RIO DE JANEIRO - Carisma é um dom que faz alguém "encher o templo" quando chega. A definição, dita em 78 rotações como era seu costume, é de Darcy Ribeiro, numa conversa sobre Brizola nos anos 80. Mas pode se aplicar a outros. Todo mundo conhece gente a quem se atribui a "alegria da festa". São esses os mortais que têm carisma.
Anos depois da conversa com Darcy, entendi perfeitamente o que ele quis dizer quando vi Fidel Castro entrar no salão principal da Rio-92. Trabalhava ali, atrás da mesa do chefes de Estado, ao lado de jornalistas de vários países, com a missão de reproduzir debates para os boletins da ONU quase em tempo real. Ainda eram impressos.

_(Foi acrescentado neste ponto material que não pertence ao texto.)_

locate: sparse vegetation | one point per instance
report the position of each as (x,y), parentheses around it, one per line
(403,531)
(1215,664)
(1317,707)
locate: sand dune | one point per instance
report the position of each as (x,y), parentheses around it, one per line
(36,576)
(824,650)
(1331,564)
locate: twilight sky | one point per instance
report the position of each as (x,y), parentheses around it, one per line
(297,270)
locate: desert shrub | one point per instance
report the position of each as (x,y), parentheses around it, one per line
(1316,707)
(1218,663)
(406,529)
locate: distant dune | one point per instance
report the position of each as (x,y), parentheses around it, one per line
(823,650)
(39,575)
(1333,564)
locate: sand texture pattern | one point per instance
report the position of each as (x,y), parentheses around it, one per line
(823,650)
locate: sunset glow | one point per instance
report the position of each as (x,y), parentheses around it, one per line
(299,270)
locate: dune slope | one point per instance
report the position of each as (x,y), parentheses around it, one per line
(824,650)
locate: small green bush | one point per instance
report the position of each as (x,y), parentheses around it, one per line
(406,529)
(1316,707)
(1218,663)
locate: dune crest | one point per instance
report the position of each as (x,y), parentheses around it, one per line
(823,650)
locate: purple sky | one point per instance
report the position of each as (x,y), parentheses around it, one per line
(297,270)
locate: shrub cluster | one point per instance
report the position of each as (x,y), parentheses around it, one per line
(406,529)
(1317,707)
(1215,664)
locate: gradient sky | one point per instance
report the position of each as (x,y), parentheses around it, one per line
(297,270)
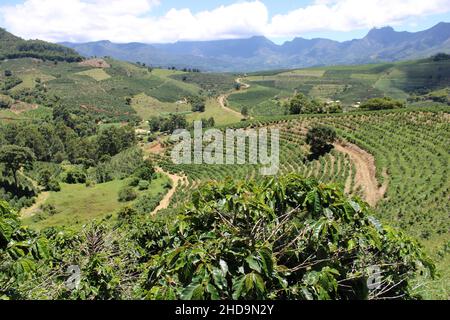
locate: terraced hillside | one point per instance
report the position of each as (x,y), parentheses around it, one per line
(397,161)
(348,84)
(102,90)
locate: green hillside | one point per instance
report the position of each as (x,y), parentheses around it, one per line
(12,47)
(348,84)
(105,93)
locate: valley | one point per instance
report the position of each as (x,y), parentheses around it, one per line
(88,178)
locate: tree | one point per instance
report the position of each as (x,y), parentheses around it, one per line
(385,103)
(320,139)
(299,104)
(16,158)
(244,111)
(198,103)
(286,239)
(5,102)
(127,194)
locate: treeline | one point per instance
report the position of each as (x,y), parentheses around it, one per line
(12,47)
(301,104)
(306,241)
(79,143)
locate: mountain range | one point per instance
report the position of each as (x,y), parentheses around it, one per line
(259,53)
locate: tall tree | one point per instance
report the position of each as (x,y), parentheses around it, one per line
(15,158)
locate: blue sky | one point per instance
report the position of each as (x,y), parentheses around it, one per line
(173,20)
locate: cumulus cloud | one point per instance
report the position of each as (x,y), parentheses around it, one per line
(347,15)
(132,20)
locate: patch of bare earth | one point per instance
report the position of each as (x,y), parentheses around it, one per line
(36,207)
(21,107)
(95,63)
(165,202)
(365,176)
(153,148)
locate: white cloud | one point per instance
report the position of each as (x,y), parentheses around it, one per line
(347,15)
(132,20)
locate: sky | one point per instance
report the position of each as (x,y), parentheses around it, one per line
(163,21)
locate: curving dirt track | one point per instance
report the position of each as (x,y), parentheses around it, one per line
(365,177)
(165,202)
(31,211)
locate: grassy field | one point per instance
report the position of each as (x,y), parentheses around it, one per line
(77,204)
(349,84)
(411,158)
(96,74)
(222,117)
(102,91)
(147,107)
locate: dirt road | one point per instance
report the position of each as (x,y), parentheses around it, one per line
(365,172)
(223,98)
(176,181)
(31,211)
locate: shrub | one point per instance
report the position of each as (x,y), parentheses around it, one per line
(320,139)
(75,176)
(305,241)
(127,194)
(382,104)
(126,213)
(143,185)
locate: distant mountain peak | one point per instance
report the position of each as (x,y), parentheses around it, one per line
(259,53)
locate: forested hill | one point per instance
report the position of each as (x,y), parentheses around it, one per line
(12,47)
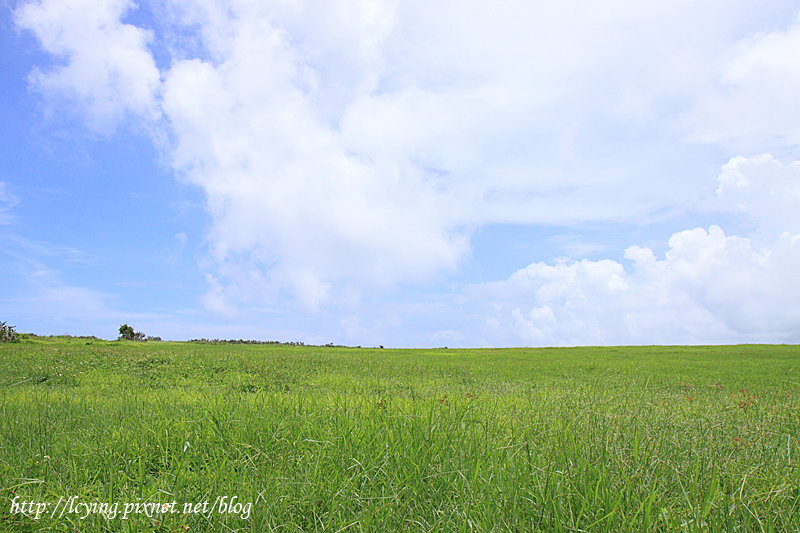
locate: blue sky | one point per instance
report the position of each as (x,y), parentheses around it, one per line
(409,173)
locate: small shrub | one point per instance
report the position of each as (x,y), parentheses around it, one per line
(8,333)
(126,332)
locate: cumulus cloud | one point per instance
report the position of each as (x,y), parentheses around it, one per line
(107,67)
(753,104)
(350,145)
(709,288)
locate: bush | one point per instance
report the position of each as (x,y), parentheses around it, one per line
(7,333)
(126,332)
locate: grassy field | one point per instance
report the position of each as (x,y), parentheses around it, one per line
(352,439)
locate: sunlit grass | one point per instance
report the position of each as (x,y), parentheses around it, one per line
(338,439)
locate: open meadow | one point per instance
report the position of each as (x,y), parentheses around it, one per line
(301,438)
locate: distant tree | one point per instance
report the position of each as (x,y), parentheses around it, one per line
(7,333)
(126,332)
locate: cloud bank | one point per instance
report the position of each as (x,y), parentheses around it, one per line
(346,147)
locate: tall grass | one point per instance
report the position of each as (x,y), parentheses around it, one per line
(336,439)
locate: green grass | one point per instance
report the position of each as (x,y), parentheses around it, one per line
(344,439)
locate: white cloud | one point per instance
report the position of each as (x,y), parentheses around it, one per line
(709,288)
(106,68)
(754,104)
(7,202)
(350,145)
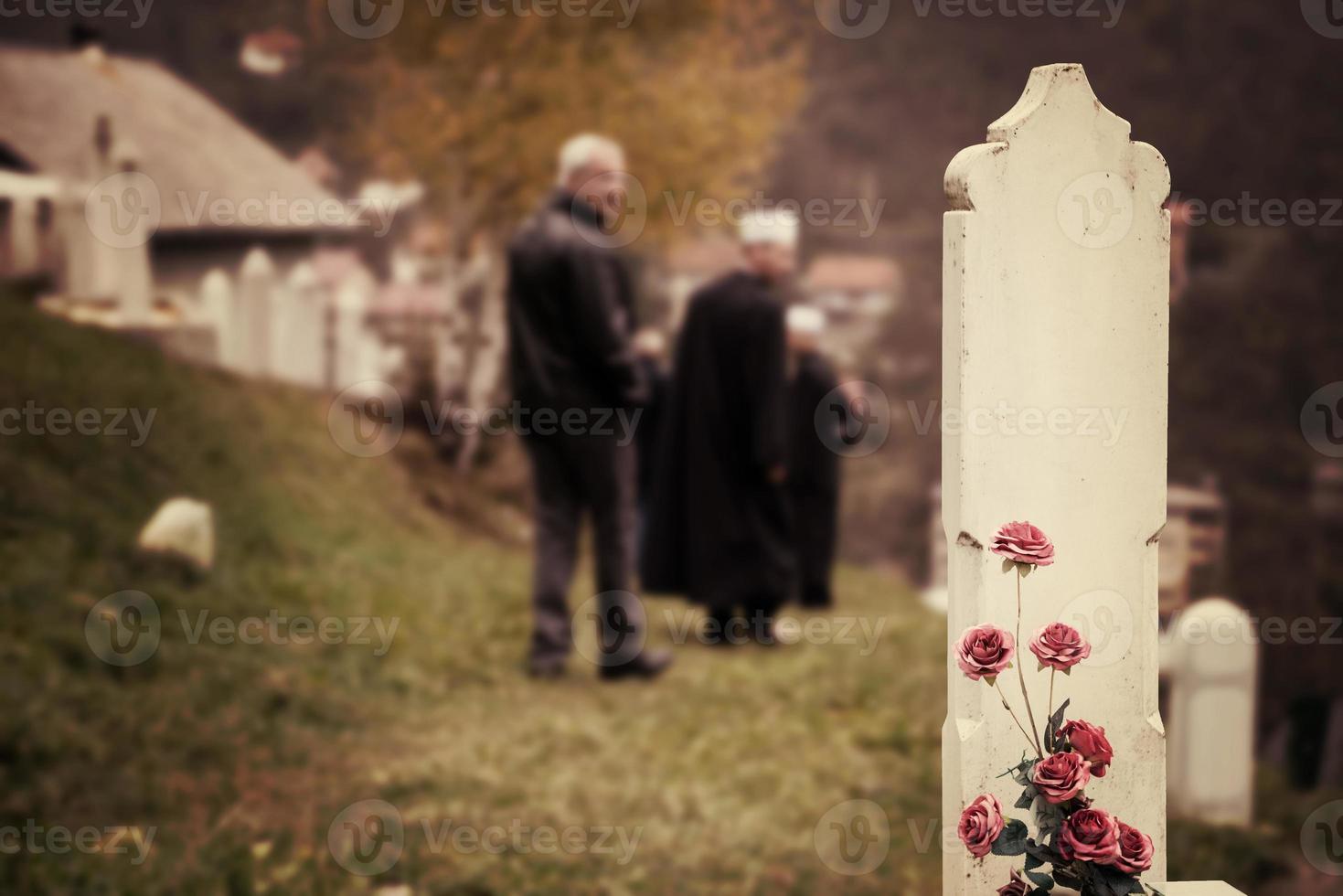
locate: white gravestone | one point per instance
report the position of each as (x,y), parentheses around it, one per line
(298,344)
(252,317)
(351,347)
(1056,280)
(218,309)
(1210,658)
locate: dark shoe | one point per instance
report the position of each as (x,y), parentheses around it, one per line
(649,664)
(546,669)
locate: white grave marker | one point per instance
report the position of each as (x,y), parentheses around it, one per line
(298,346)
(1211,663)
(217,308)
(1054,348)
(252,320)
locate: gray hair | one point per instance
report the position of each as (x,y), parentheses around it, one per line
(586,149)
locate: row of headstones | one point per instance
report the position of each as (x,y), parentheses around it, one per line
(294,328)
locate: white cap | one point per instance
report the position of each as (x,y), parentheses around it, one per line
(806,320)
(770,226)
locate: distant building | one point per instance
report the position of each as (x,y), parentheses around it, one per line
(94,146)
(692,265)
(271,53)
(857,293)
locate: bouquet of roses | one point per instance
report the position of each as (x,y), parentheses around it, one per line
(1085,848)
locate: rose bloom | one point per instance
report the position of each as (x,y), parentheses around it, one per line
(1090,741)
(1060,646)
(1093,836)
(985,650)
(981,825)
(1061,776)
(1024,543)
(1135,850)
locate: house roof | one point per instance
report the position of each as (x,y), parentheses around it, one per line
(853,272)
(50,103)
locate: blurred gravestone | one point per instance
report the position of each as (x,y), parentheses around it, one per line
(298,346)
(354,298)
(183,528)
(1211,663)
(252,320)
(217,306)
(1056,300)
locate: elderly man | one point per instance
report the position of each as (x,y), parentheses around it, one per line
(570,314)
(720,528)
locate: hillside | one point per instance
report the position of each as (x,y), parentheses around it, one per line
(229,761)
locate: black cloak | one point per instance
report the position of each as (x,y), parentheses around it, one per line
(814,475)
(720,528)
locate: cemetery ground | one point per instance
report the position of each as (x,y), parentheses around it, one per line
(234,758)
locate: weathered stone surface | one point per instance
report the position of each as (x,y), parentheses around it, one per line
(1211,663)
(1054,352)
(182,527)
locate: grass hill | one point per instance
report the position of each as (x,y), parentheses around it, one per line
(235,758)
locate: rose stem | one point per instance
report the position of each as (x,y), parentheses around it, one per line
(1004,698)
(1021,675)
(1051,673)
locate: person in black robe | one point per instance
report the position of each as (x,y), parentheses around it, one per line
(814,466)
(570,359)
(720,529)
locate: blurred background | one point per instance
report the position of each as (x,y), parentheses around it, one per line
(217,217)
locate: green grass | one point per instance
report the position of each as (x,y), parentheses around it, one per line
(238,756)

Ninguém nos via. Collor chegava sempre com seus passos marciais e nem sequer dava bom dia a alguém. Vários líderes desfilavam à nossa frente, indiferentes a quem estava ao redor. Até que, após uma varredura de seguranças, entrou Fidel.
Dava para pegar no ar a excitação que tomou conta do plenário. Fidel havia "enchido" um templo repleto de lideranças de países infinitamente mais poderosos e ricos do que Cuba. Indiferente ao burburinho que causou, mesmo entre chefes de Estado, sentou-se ao nosso lado antes de sua presença ser anunciada. Perguntou o que fazíamos, brincou com a brilhantina que reluzia na cabeça do Collor, contou piadas, fez graça com as moças, apertou a mão de um por um e foi se sentar à mesa.
Só outro "comandante" fez ali a mesma coisa: George Bush, o pai, chefe da maior máquina de guerra do mundo: o Exército americano. Bush foi bem simpático com a nossa turma de Babel: bateu papo e contou algumas anedotas em que ria antes da platéia. Até hoje não sei se ele fez isso por causa do Fidel, mas é bem possível. Só não teve o mesmo efeito. Carisma não vem de vale-brinde com o poder.